How to Store and Update Data to Ensure Transaction Data Integrity
Who is this guide for:
This guide is intended for those who are integrating with the GoCardless Bank Account Data API and require continuous access to historical transaction data.
This covers use cases such as accounting, reporting and reconciliation, personal finance management, ERP, and other scenarios where you need to both maintain a history of transactions over a period of time and regularly update the data with the latest transactions.
In short:
- If you want to use data older than 90 days continuously, you need to store transactions in your system.
- Don't save data for the same period more than once. Either query it just once or overwrite data if you query again.
Storing the transaction data
The first necessity is to store transactions in your system. While GoCardless can guarantee stable access for the latest 90 days of transaction history, there are many cases where the extended history cannot be re-downloaded after several weeks or months. This is why, if you need to have the full history of your customer’s transactions at your fingertips, you need to store it in your system.
How you store the transactions is up to you. It can be in a relational database or any other setup that works for you.
Before we get to updating the transaction data, let us start with:
Known limitations to our service as of April 2025:
- In cases where we need to adjust the format of data for transactions for a specific bank or a group of banks, access to transactions older than 90 days might lapse. The latest 90 days of data will still be available, and the continuous access will be valid as before. This happens regularly.
- In some rare instances where we need to migrate to a newer version of a bank’s API or overhaul our de-duplication logic for that bank, this can result in a one-time change for all internalTransactionIds for all accounts at this bank. This affects all the internalTransactionIds at the same time, not individual ones.
What you should expect to work reliably:
- Getting the last 90 days of transactions: no known API-wide limitations (unless there is an issue with this particular account, such as described in the account errors guide. In these cases, /balances are also affected, and it has no bearing on whether 90 days of the full history are returned).
- Receiving only unique transactions on the /transactions endpoint: we have developed extensive logic to ensure we never return duplicates of transactions. In the very rare cases where a duplicate has been returned, please report this bug to our support, supplying the account_id and the affected transaction(s), and we will fix it.
With the above in mind, you can now decide how you will ensure that the transaction history necessary for your use is retrieved, stored, and updated reliably. Below are recommended strategies to choose from.
Initial connection.
When your user connects the account and you query the transactions for the first time, we recommend you save the full history to your database at once. Unless you will be re-connecting the account (user authorizing again), you can consider all data older than about a month to be fixed, i.e., it will not be updated again (unless, of course, there has been a longer period when you have not queried the data).
Updating the transaction data.
The issue is that we want to both update the list of transactions with new data and avoid creating duplicates by importing the same data twice.
Approach 1 - one-time import by date ranges.
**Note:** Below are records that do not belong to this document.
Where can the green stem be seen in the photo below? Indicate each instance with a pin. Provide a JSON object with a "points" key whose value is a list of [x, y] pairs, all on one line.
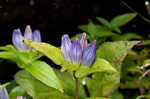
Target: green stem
{"points": [[77, 86]]}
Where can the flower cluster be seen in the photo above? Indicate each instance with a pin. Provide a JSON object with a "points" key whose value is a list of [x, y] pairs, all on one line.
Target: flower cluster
{"points": [[18, 39], [78, 52]]}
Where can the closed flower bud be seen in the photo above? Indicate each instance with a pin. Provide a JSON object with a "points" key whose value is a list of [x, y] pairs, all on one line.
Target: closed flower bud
{"points": [[18, 38], [78, 52]]}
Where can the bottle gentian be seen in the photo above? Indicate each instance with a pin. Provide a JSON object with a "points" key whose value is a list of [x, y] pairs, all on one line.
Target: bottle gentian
{"points": [[78, 52], [18, 39]]}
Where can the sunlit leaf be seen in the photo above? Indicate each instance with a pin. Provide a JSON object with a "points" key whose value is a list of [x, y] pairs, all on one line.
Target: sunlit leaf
{"points": [[37, 89], [122, 19], [43, 72], [100, 65]]}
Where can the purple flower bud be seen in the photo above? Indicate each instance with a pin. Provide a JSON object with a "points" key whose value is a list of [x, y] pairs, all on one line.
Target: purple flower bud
{"points": [[36, 36], [83, 41], [20, 97], [65, 47], [3, 93], [18, 39], [78, 52], [75, 52], [89, 54], [28, 33]]}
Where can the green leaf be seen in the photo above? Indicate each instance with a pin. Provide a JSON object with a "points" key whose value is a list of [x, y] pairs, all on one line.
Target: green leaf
{"points": [[37, 89], [43, 72], [122, 19], [68, 82], [116, 95], [8, 55], [100, 65], [18, 91], [22, 59], [125, 37], [96, 98]]}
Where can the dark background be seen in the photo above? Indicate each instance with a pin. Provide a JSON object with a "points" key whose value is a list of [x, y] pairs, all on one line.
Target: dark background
{"points": [[57, 17]]}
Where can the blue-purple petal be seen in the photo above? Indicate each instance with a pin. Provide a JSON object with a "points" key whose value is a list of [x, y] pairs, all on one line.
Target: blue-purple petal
{"points": [[18, 40], [65, 47], [89, 54], [28, 33], [76, 52], [20, 97], [36, 36], [3, 93], [83, 41]]}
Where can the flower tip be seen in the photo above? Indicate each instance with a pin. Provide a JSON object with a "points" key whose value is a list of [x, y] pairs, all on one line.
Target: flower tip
{"points": [[65, 36], [28, 32], [36, 36]]}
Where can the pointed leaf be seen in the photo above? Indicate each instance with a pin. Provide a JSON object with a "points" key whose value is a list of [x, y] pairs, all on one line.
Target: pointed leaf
{"points": [[100, 65], [17, 91], [37, 89], [43, 72], [48, 50], [122, 19]]}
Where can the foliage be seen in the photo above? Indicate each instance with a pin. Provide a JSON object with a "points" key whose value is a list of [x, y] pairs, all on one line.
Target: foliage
{"points": [[117, 66], [109, 29]]}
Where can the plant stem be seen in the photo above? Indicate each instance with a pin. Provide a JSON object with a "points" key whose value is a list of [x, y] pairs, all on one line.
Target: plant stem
{"points": [[86, 90], [77, 86]]}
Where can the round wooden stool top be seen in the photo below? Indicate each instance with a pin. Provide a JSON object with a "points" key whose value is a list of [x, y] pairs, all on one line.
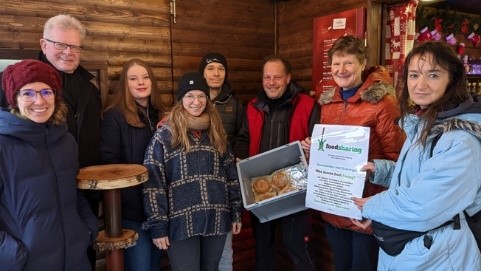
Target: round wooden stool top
{"points": [[113, 176]]}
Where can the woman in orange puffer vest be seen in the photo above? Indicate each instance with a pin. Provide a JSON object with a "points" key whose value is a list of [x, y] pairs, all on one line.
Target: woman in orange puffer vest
{"points": [[370, 103]]}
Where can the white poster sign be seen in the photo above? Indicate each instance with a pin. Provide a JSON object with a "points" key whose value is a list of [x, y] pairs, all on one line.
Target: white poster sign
{"points": [[337, 154]]}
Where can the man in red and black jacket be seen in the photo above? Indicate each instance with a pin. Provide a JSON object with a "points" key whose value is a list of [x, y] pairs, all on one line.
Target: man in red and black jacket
{"points": [[280, 114]]}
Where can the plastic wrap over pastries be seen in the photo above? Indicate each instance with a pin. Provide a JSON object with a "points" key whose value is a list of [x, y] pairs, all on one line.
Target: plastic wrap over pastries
{"points": [[281, 181]]}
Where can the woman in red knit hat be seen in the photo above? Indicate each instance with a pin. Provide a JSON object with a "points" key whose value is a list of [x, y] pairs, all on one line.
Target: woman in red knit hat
{"points": [[44, 223]]}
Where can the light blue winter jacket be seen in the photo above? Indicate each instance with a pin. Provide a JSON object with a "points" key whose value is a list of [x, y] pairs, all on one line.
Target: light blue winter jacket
{"points": [[425, 191]]}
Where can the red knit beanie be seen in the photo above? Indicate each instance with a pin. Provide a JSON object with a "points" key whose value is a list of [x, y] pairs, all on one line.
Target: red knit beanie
{"points": [[29, 71]]}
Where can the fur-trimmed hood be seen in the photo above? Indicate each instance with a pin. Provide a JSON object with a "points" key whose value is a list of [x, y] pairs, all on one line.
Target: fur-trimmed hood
{"points": [[453, 124], [376, 85]]}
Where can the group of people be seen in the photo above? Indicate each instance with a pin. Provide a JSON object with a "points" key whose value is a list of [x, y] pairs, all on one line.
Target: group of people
{"points": [[424, 159]]}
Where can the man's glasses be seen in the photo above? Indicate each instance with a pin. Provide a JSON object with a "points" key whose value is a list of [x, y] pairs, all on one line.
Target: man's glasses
{"points": [[62, 46], [191, 97], [30, 95]]}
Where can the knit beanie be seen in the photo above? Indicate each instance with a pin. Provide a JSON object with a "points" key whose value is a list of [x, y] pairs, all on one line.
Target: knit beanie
{"points": [[192, 81], [28, 71], [210, 58]]}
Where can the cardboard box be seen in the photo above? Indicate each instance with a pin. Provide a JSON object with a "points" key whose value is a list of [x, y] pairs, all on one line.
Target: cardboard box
{"points": [[264, 164]]}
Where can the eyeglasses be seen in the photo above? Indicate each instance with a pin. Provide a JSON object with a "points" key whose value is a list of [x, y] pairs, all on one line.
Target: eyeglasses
{"points": [[191, 97], [62, 46], [30, 95]]}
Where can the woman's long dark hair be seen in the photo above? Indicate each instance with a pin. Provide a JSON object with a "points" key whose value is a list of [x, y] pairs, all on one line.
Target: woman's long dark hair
{"points": [[438, 54]]}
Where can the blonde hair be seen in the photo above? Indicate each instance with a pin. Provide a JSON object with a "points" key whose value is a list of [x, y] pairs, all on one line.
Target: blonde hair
{"points": [[124, 101], [178, 122], [65, 22]]}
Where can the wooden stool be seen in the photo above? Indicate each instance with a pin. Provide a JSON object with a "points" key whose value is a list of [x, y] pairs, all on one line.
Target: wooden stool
{"points": [[110, 179]]}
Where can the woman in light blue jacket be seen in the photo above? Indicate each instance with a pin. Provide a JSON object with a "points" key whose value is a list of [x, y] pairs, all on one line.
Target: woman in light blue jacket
{"points": [[432, 183]]}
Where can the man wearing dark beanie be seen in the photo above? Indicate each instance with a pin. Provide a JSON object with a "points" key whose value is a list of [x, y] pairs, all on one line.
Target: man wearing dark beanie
{"points": [[61, 46], [213, 67]]}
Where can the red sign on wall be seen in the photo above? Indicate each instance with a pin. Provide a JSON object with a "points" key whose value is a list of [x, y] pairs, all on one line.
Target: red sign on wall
{"points": [[328, 29]]}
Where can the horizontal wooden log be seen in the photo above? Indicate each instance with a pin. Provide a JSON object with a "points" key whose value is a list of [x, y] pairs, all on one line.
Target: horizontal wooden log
{"points": [[196, 36], [88, 10]]}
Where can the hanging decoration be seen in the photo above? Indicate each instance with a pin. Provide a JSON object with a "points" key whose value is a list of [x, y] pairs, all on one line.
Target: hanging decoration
{"points": [[400, 36], [474, 38], [454, 27]]}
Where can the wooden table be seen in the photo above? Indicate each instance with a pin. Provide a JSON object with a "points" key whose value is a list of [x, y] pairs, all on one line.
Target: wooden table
{"points": [[111, 179]]}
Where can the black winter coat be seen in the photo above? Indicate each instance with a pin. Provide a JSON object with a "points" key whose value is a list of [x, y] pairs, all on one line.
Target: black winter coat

In terms of implementation complexity, the simplest approach is to import the same date range only once.
This means that, for example, on Tuesday you would import the transactions for Monday's date, and on Wednesday you would only import transactions for Tuesday, but not for Monday.
This approach is useful if you want to maintain local information associated with each individual transaction, such as assigning, splitting, etc., and especially information that was manually created by the user (such as by an accountant).
Approach 2 - overwriting the data when importing.
Another approach is to overwrite the old data with new data each time you query for transactions. For example, if today you download the last 90 days of transactions, then before saving them in your database, you delete the last 90 days of transactions. This ensures that your data will not contain duplicates.
Such an approach is useful if you re-calculate metrics such as risk scores or cash flow predictions based on the full dataset each time new data is added.
Approach 3 - build your own duplicate detection system.
You develop a way to detect duplicated transactions based on a combination of fields or other factors relevant to your case. Keep in mind that while most banks provide consistently unique transactionId for each transaction, some banks either do not provide one, or it changes over time, or it is not unique.
A very useful feature to implement is a warning about potential duplicates for the users so that they can confirm whether both transactions are valid. In some cases, this also helps users identify if they have been charged twice by a merchant in error.
Conclusions
To ensure your transaction data does not ingest duplicates after an update, we recommend either avoiding importing the same date ranges twice or overwriting the relevant range upon each import. You can also choose to implement your own system to ensure data integrity.
Footnote on known limitations
We understand that edge cases that result in changes to internalTransactionIds for posted transactions are less than ideal. Improvements to prevent this are on our roadmap; however, as of May 2025, we do not have an estimate for when they will be rolled out.